I take a long time to play games. I think I pretty much have to be the slowest player in the history of the world. Also, I only just recently got a PS3, so now I have access to PS3 exclusives. Yay! Because there's a nice little stable of games I've been jonesing to play.

Heavy Rain was, in a word, awesome! I've never played a game in one day, but man, I could not put the controller down.

The Good
  • Ridiculously beautiful graphics. The background, the shadows, the facial details and expressions-- I get the feeling that this is what L.A. Noire wanted to be. 
  • Storyline was engaging and captivating. 
  • Loved that I got to play as multiple, distinct characters. Again, I can't resist a comparison to L.A. Noire, where I got to play as two characters but they were pretty much cookie cutter personalities. 
  • Great atmospheric build-up. Spooky in places without being cheap and without reverting to tired cliches.
  • Good character acting/voicing. 
The Bad
  • The controls, the controls, and the controls! I can't say enough bad things about the control scheme. In fact, I have to break out of bullet points here. 
So, I play a lot of 1st and 3rd person shooters. I can't remember a game that didn't follow the basic controller layout of one joystick controlling movement (usually the left), and a button, like R1 or R2, adding some additional feature like running or sprinting or parkor (Assassin's Creed). In Heavy Rain, the R2 button moves the character forward, and you guide their direction with the left joystick. This took a little adjusting, but I eventually got used to it.

What was impossible to get used to was the slow response the characters had to the controller action. I found myself trying 4 and 5 times to do something silly like open a drawer. They employ the game play element of having contextual actions pop up when you are in the vicinity of something upon which the action can be performed. You go by a dresser and if the drawers can be opened an open action appears. I had to often pass back and forth several times to get the character to stop when the context action popped up because he/she would overshoot it. This is especially annoying during one of the game's many time-sensitive scenes.

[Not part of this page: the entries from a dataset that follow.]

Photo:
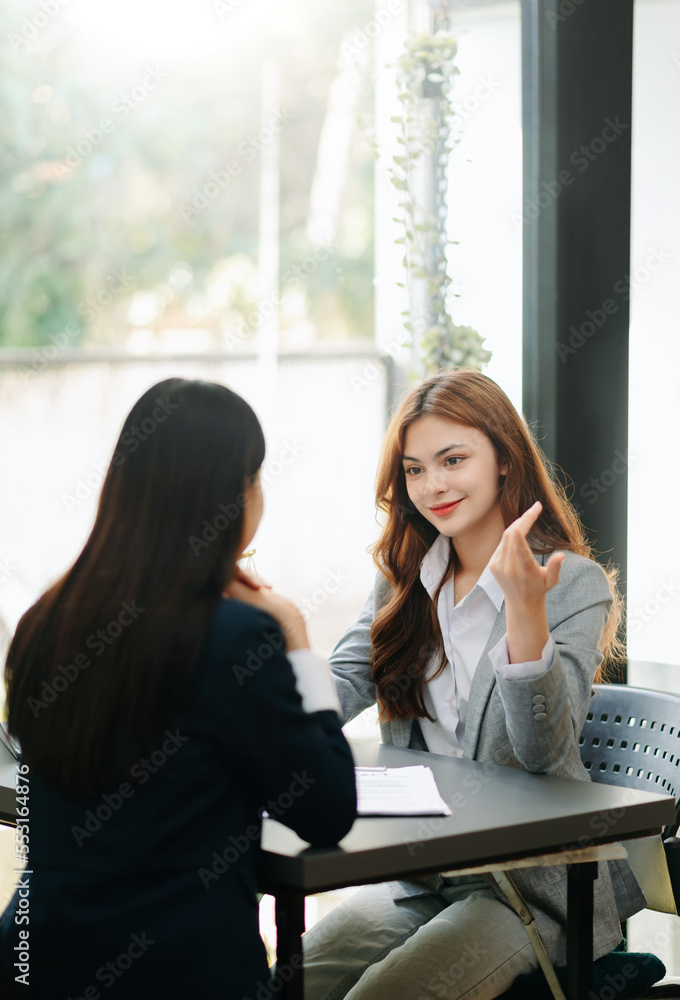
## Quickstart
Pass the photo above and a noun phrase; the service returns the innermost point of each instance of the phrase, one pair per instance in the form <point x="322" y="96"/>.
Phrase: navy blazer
<point x="151" y="887"/>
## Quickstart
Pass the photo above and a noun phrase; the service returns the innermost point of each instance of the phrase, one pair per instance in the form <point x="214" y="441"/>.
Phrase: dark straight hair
<point x="97" y="660"/>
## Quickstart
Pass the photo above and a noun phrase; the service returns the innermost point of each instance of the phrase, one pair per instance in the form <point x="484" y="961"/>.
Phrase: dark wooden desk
<point x="500" y="815"/>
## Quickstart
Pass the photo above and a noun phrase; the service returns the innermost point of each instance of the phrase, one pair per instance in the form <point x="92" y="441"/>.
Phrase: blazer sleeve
<point x="351" y="659"/>
<point x="545" y="715"/>
<point x="295" y="764"/>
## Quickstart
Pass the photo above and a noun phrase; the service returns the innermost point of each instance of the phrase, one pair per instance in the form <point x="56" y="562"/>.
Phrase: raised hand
<point x="251" y="589"/>
<point x="525" y="585"/>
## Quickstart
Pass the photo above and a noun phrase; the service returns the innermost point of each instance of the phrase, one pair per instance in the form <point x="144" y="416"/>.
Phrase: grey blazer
<point x="502" y="727"/>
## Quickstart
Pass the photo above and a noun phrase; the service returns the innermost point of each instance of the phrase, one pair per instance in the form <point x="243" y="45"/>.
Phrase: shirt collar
<point x="433" y="568"/>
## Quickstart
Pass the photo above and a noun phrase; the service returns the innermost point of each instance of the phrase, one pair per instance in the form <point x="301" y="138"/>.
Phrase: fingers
<point x="526" y="521"/>
<point x="552" y="569"/>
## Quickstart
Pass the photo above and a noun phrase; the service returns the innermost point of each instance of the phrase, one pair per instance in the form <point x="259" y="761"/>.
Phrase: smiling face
<point x="452" y="478"/>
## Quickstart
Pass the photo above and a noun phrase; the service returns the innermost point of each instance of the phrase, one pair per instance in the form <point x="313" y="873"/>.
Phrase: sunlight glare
<point x="176" y="29"/>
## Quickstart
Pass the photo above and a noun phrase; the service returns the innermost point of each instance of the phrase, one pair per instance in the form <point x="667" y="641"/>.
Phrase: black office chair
<point x="632" y="738"/>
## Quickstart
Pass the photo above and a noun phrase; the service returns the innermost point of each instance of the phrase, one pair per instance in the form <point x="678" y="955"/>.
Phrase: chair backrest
<point x="632" y="738"/>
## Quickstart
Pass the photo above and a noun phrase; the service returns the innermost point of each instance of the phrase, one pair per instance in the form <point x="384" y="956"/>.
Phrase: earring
<point x="250" y="564"/>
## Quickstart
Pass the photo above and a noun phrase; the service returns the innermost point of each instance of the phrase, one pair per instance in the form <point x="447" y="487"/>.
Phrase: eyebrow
<point x="410" y="458"/>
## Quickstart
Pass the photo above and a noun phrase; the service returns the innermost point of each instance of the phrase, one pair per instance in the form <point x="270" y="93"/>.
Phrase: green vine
<point x="425" y="76"/>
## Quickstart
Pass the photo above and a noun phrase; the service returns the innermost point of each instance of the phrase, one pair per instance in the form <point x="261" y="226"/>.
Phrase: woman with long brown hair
<point x="163" y="701"/>
<point x="487" y="625"/>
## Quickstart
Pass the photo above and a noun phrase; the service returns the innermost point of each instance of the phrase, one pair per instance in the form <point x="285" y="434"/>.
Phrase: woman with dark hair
<point x="163" y="700"/>
<point x="488" y="623"/>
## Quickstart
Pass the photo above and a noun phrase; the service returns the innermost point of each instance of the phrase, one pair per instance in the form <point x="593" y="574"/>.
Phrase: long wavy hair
<point x="97" y="660"/>
<point x="402" y="653"/>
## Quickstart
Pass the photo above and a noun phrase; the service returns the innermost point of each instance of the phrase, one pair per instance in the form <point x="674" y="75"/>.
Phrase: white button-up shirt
<point x="465" y="630"/>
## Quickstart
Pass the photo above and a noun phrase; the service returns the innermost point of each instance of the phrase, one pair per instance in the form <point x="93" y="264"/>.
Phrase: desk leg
<point x="290" y="925"/>
<point x="580" y="880"/>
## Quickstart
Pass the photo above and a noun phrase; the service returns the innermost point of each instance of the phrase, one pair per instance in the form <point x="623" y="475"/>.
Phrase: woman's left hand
<point x="524" y="584"/>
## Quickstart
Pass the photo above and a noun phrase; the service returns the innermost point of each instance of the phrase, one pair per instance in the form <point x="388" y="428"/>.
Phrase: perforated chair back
<point x="631" y="738"/>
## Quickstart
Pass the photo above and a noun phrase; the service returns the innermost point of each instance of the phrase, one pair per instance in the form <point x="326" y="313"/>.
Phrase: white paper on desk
<point x="399" y="791"/>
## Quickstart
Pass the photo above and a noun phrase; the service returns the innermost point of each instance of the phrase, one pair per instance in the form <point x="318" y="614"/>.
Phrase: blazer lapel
<point x="481" y="688"/>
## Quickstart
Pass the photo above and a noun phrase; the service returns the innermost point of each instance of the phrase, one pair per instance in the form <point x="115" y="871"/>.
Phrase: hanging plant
<point x="425" y="75"/>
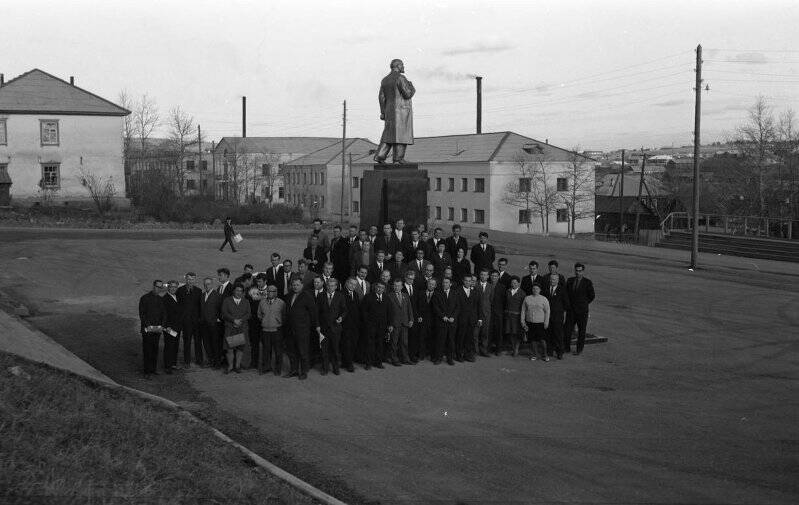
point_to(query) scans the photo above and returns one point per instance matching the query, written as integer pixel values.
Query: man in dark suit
(558, 307)
(504, 276)
(397, 266)
(580, 290)
(482, 254)
(375, 324)
(225, 286)
(210, 331)
(387, 242)
(497, 312)
(332, 312)
(376, 269)
(189, 296)
(455, 242)
(315, 255)
(302, 318)
(340, 254)
(351, 327)
(447, 311)
(441, 259)
(534, 279)
(152, 317)
(400, 321)
(470, 309)
(172, 327)
(425, 323)
(485, 294)
(274, 275)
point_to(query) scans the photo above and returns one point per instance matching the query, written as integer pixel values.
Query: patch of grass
(63, 437)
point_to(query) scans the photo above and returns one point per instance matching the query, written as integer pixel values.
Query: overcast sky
(600, 75)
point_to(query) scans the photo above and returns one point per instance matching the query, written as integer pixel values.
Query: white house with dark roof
(250, 168)
(314, 181)
(473, 178)
(52, 132)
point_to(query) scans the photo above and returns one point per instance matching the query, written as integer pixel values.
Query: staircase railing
(745, 226)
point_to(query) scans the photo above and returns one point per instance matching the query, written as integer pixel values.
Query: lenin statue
(396, 111)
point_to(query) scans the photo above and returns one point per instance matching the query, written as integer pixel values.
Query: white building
(488, 181)
(250, 168)
(51, 133)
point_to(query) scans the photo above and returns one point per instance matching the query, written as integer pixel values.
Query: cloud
(670, 103)
(442, 73)
(479, 47)
(751, 58)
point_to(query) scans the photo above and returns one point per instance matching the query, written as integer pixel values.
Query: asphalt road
(692, 400)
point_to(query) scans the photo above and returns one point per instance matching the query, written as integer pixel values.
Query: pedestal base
(391, 192)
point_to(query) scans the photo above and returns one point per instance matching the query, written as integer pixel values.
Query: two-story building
(53, 133)
(496, 181)
(314, 181)
(250, 168)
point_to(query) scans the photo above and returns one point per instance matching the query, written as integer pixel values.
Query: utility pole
(697, 116)
(640, 189)
(343, 150)
(621, 195)
(200, 159)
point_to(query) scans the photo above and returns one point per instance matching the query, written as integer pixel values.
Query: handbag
(236, 340)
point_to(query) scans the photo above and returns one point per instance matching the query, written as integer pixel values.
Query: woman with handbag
(236, 316)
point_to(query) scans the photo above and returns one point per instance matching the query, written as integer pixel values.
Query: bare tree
(756, 139)
(579, 175)
(533, 190)
(181, 136)
(101, 189)
(145, 119)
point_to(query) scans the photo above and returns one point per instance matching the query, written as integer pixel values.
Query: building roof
(484, 147)
(358, 147)
(282, 145)
(37, 92)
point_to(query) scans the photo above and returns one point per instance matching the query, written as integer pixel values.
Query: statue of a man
(396, 111)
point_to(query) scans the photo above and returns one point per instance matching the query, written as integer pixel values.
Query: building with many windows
(53, 135)
(313, 182)
(249, 169)
(499, 181)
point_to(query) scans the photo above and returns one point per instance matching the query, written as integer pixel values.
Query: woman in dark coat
(513, 310)
(236, 316)
(461, 267)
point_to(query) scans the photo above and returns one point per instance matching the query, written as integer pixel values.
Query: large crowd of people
(360, 296)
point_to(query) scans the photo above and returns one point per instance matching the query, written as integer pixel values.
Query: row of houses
(52, 133)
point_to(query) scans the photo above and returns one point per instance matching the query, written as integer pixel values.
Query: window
(49, 132)
(51, 176)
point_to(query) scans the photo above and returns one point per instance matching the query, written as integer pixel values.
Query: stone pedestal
(391, 192)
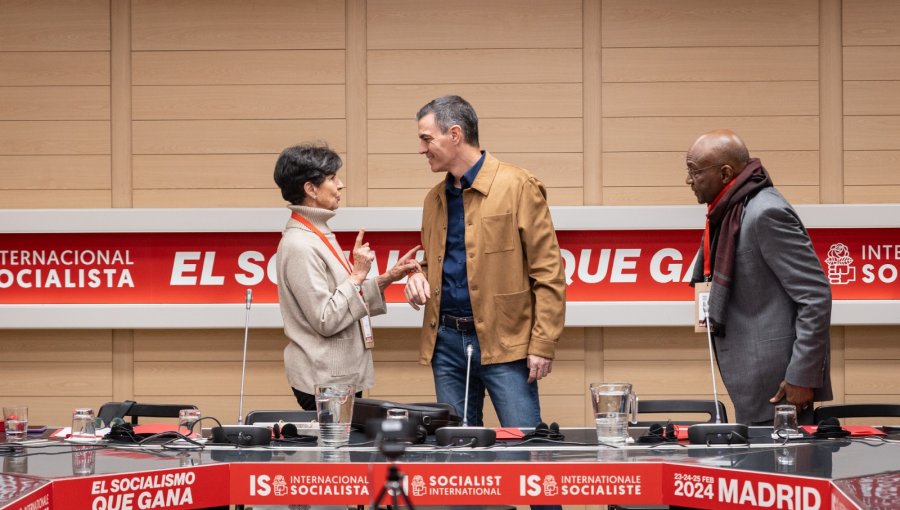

Also frustrating was the use of on-screen prompts that you had to react to quickly during action sequences. In order to complete a fight scene, for example, button symbols would pop up on the screen, and you had to push the corresponding button on your controller in the appropriate manner in time. It was like playing Guitar Hero, but with a lot more variation to the buttons. Not only did you have to register that there was a triangle followed by a square followed by L1, but you also had to remember that if L1 was blinking you needed to push it repeatedly, and that if the triangle button looked a certain way it meant to hold it down-- little things like that got very frustrating when it screwed up the outcome of scene. Combine that with the fact that you can't save on demand and you've got a controller-throwing situation.

Not only can you not save on demand, you can also only save one game at a time. I'm a big fan of having several different save points in a game so that I have a lot of options for going back and replaying some part (you should see my saves for Mass Effect 2). You no such option here. I actually completely boffed one of the aforementioned Guitar Hero-esque scenes, and before I could quit out of the game and go back to the previous save point the game had saved it for me, so I had no choice but to continue on. Really unhappy about that.

Despite those flaws, the game was an excellent way to spend a day. I heard rumors about a sequel. I will definitely be lining up to buy it.